The task of victory, then, remains as daunting as it has in every game since Jan. 18, when these Huskies last won. They at least flirted with the notion the first time they faced the Trojans, an 82-74 defeat in Seattle on Feb. 1, a game in which UW led at halftime, 37-27, before falling apart in the final minutes.

That night, the Huskies (9-20, 2-15) committed 17 turnovers, which led to 18 USC points, and Romar noted that 15 of those points were “direct … like, touchdown passes.”

Of course, Fultz played in that game, scoring 20 points with six assists and five rebounds. If the Huskies are to have any hope of winning without him, they must take better care of the ball. Consider that in three games against the Los Angeles schools this season, they have turned the ball over 57 times — 17 against USC, and 20 each in two games against No. 3 UCLA. UW lost to the Bruins, 98-66, on Wednesday night. Sophomore guard David Crisp, UW’s primary ballhandler with Fultz out, committed 14 turnovers in those three games.

“They anticipate well. They kind of lay in the weeds and wait, and they spring out,” Romar said of USC’s defense. “They come from behind. Markelle is the ballhandler, the guy with the ball in his hands a lot. You take that away, it puts the onus on a lot of other guys to handle the ball, so it makes it a little more difficult.”

But they will show up, and they will play, and they will try to do something they haven’t done in 44 days. And they will try to do it without their best player. Again.

“After every game we look at little victories, the places where we got better,” said UW guard Matisse Thybulle, who recently nudged his season scoring average into double figures at 10.0 points. “And I think that over the course of the season, we’ve gotten a little bit better at a lot of things. If you can pull all those things together for these last few games we’ve got, I think we’ll be all right.”

Christian Caple: 253-597-8437, @ChristianCaple

Huskies gameday

WASHINGTON (9-20, 2-15 PAC-12) AT USC (22-8, 9-8)

3:30 p.m. (PST), Galen Center, Los Angeles

TV: Pac-12 Network.
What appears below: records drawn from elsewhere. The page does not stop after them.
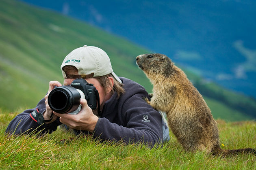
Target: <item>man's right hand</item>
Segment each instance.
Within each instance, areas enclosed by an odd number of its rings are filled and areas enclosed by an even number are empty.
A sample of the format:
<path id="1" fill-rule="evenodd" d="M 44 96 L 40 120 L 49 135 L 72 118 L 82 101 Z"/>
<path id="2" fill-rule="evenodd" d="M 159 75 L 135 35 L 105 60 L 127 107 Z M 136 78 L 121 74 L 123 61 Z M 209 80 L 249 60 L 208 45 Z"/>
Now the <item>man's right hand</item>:
<path id="1" fill-rule="evenodd" d="M 46 110 L 43 113 L 43 119 L 45 120 L 47 120 L 51 119 L 51 116 L 52 116 L 52 110 L 48 104 L 48 96 L 49 96 L 49 94 L 51 91 L 54 88 L 55 86 L 60 87 L 62 85 L 58 81 L 51 81 L 49 83 L 49 90 L 48 90 L 47 94 L 44 96 L 44 99 L 46 100 L 45 103 L 46 104 Z M 56 120 L 57 117 L 57 116 L 55 115 L 53 115 L 53 117 L 52 117 L 52 120 L 49 122 L 45 122 L 45 123 L 50 123 Z"/>

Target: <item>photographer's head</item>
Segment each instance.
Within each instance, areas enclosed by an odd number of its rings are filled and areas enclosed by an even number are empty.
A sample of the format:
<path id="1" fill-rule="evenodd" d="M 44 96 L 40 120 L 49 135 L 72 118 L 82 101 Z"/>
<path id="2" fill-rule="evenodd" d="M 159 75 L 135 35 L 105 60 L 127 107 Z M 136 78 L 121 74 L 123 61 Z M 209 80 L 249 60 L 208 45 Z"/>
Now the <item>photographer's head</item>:
<path id="1" fill-rule="evenodd" d="M 74 50 L 65 57 L 61 68 L 64 85 L 70 85 L 76 79 L 85 79 L 98 89 L 101 104 L 114 91 L 118 97 L 124 91 L 108 56 L 99 48 L 84 45 Z"/>

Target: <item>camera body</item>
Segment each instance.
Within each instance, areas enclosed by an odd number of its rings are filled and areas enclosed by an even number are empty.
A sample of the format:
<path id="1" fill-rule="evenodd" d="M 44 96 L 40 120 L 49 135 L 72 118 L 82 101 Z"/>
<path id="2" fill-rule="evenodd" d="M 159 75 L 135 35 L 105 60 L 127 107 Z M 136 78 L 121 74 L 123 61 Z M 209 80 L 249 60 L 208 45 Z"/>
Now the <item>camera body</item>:
<path id="1" fill-rule="evenodd" d="M 96 87 L 84 79 L 77 79 L 70 85 L 58 87 L 52 90 L 48 96 L 48 104 L 52 110 L 58 113 L 76 114 L 81 109 L 81 98 L 86 100 L 92 110 L 96 108 L 99 98 Z"/>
Radio: 1000-AM, 97.7-FM.

All-time series: USC leads, 72-71.

PROJECTED STARTERS

Statistics for 2016-17:

USC

11 Jordan McLaughlin, G (6-1, jr.): 12.7 ppg, 5.3 apg.
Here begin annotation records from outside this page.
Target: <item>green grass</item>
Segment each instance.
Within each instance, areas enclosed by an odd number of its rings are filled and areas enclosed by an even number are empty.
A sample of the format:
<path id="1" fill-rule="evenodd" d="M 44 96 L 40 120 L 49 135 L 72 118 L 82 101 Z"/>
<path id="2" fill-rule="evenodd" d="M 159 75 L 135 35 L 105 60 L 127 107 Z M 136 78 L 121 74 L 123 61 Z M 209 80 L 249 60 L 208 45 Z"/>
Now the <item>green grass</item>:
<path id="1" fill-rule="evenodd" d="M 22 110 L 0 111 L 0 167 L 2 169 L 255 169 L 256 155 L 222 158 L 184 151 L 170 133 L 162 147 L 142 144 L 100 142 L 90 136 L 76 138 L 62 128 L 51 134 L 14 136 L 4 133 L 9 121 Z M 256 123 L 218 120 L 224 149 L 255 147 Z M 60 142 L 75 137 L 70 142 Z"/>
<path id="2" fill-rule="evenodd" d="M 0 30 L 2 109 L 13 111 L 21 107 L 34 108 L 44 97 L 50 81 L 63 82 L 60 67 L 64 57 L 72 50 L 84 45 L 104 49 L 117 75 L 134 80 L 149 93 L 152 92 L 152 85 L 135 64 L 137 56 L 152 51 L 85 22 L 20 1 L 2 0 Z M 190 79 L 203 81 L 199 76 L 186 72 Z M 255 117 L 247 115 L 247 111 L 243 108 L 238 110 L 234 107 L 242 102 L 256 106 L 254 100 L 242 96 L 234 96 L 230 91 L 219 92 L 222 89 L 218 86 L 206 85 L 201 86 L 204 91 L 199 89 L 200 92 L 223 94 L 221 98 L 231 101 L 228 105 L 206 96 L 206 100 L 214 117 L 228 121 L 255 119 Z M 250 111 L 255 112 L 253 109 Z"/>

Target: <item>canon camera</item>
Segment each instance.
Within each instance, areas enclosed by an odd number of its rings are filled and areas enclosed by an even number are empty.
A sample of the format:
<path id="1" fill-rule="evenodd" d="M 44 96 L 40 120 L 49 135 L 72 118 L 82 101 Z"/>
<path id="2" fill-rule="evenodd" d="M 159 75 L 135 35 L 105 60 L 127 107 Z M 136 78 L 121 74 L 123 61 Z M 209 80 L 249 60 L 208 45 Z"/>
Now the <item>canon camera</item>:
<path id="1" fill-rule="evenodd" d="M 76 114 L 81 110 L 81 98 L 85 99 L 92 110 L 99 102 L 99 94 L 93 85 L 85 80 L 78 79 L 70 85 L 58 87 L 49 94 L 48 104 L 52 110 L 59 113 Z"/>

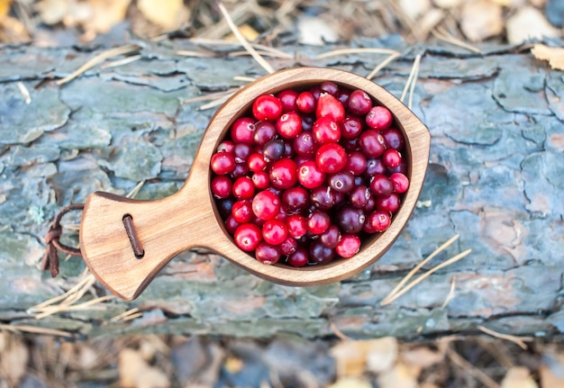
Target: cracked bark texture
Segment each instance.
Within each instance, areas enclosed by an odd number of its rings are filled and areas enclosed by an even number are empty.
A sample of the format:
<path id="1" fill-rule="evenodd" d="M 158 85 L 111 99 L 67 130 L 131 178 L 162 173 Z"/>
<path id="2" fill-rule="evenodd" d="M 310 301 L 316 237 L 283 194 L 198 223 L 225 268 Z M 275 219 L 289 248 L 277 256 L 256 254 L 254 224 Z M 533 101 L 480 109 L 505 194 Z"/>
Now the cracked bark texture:
<path id="1" fill-rule="evenodd" d="M 315 338 L 332 335 L 332 324 L 355 338 L 473 334 L 477 325 L 561 336 L 563 74 L 512 47 L 482 46 L 477 55 L 448 44 L 407 46 L 397 37 L 349 46 L 403 53 L 374 79 L 396 95 L 414 56 L 424 54 L 414 111 L 432 140 L 421 205 L 374 266 L 341 283 L 293 288 L 258 279 L 217 256 L 186 252 L 134 302 L 35 320 L 26 310 L 76 284 L 85 267 L 77 257 L 63 261 L 57 279 L 38 269 L 42 236 L 58 210 L 96 190 L 123 194 L 141 180 L 146 183 L 138 198 L 174 193 L 214 113 L 183 102 L 244 84 L 234 76 L 264 74 L 249 57 L 231 56 L 236 47 L 209 46 L 217 57 L 199 59 L 177 54 L 200 50 L 188 41 L 138 44 L 141 59 L 98 66 L 60 87 L 52 81 L 107 48 L 0 49 L 0 320 L 92 336 Z M 269 61 L 275 68 L 328 66 L 366 75 L 384 59 L 315 59 L 338 48 L 285 46 L 279 49 L 296 59 Z M 379 305 L 409 269 L 456 233 L 459 240 L 431 265 L 468 248 L 470 256 Z M 77 243 L 76 234 L 67 239 Z M 108 321 L 133 307 L 142 318 Z"/>

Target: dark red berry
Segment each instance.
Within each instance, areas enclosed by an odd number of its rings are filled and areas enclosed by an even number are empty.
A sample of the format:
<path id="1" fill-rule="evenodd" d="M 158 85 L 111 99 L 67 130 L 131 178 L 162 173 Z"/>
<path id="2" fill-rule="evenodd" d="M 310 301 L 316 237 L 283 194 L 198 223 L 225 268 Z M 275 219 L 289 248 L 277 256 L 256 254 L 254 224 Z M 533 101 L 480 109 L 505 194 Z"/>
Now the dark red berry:
<path id="1" fill-rule="evenodd" d="M 282 114 L 282 103 L 272 95 L 258 97 L 252 104 L 252 115 L 257 120 L 276 122 Z"/>
<path id="2" fill-rule="evenodd" d="M 250 252 L 255 250 L 262 240 L 262 233 L 260 228 L 254 223 L 244 223 L 235 230 L 234 239 L 240 249 Z"/>

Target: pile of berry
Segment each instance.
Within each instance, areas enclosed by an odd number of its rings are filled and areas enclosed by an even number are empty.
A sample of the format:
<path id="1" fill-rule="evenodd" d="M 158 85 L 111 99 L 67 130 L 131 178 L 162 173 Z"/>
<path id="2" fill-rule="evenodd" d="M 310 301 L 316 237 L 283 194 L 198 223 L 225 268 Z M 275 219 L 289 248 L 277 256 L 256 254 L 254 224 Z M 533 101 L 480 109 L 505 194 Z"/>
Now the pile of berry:
<path id="1" fill-rule="evenodd" d="M 225 229 L 262 263 L 351 257 L 385 231 L 409 186 L 405 140 L 362 90 L 323 82 L 264 95 L 212 156 Z"/>

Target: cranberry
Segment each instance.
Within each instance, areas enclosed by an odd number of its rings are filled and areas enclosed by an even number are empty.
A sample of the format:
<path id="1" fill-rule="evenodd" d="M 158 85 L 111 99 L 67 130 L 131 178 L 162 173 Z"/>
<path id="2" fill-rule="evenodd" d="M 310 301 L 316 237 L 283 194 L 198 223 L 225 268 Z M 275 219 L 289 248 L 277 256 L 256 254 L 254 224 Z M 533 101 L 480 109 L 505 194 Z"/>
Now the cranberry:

22 De’Anthony Melton, G (6-4, fr.): 9.0 ppg, 5.1 rpg.

30 Elijah Stewart, G (6-5, jr.): 12.9 ppg, 4.3 rpg.

25 Bennie Boatwright, F (6-10, so.): 15.4 ppg, 4.5 rpg.

4 Chimezie Metu, F (6-11, so.): 14.3 ppg, 7.7 rpg.

WASHINGTON

1 David Crisp, G (6-0, so.): 14.0 ppg, 3.1 rpg.

23 Carlos Johnson, G (6-3, fr.): 5.9 ppg, 3.1 rpg.

4 Matisse Thybulle, G (6-5, so.): 10.0 ppg, 3.1 rpg.

15 Noah Dickerson, F (6-8, so.): 11.9 ppg, 8.3 rpg.

33 Sam Timmins, F (6-10, R-fr.): 3.2 ppg, 3.8 rpg.

Scouting report: This is the first of two games the Huskies will play against USC in a five-day span. Utah’s victory over California on Thursday night assured the Trojans of the No. 6 seed in next week’s Pac-12 tournament, and the Huskies are already locked into the No. 11 seed. So, they will play each other in the 8:30 p.m. Wednesday game in Las Vegas in the tournament’s first round. … While the Huskies have nothing left to play for, the Trojans should be plenty motivated. USC is currently projected by ESPN’s Joe Lunardi to be one of the final four teams to receive an at-large bid into the NCAA tournament. After going undefeated in nonconference play and beginning league play 6-4, the Trojans have lost four of their last five, snapping a four-game losing streak on Wednesday with an 87-64 win over Washington State. A loss to the Huskies could well knock the Trojans off the bubble. … KenPom.com ranks the Trojans 64th in the country — 45th in adjusted offensive efficiency, and 101st in adjusted defensive efficiency. USC ranks sixth in the Pac-12 in both field-goal percentage and field-goal percentage defense.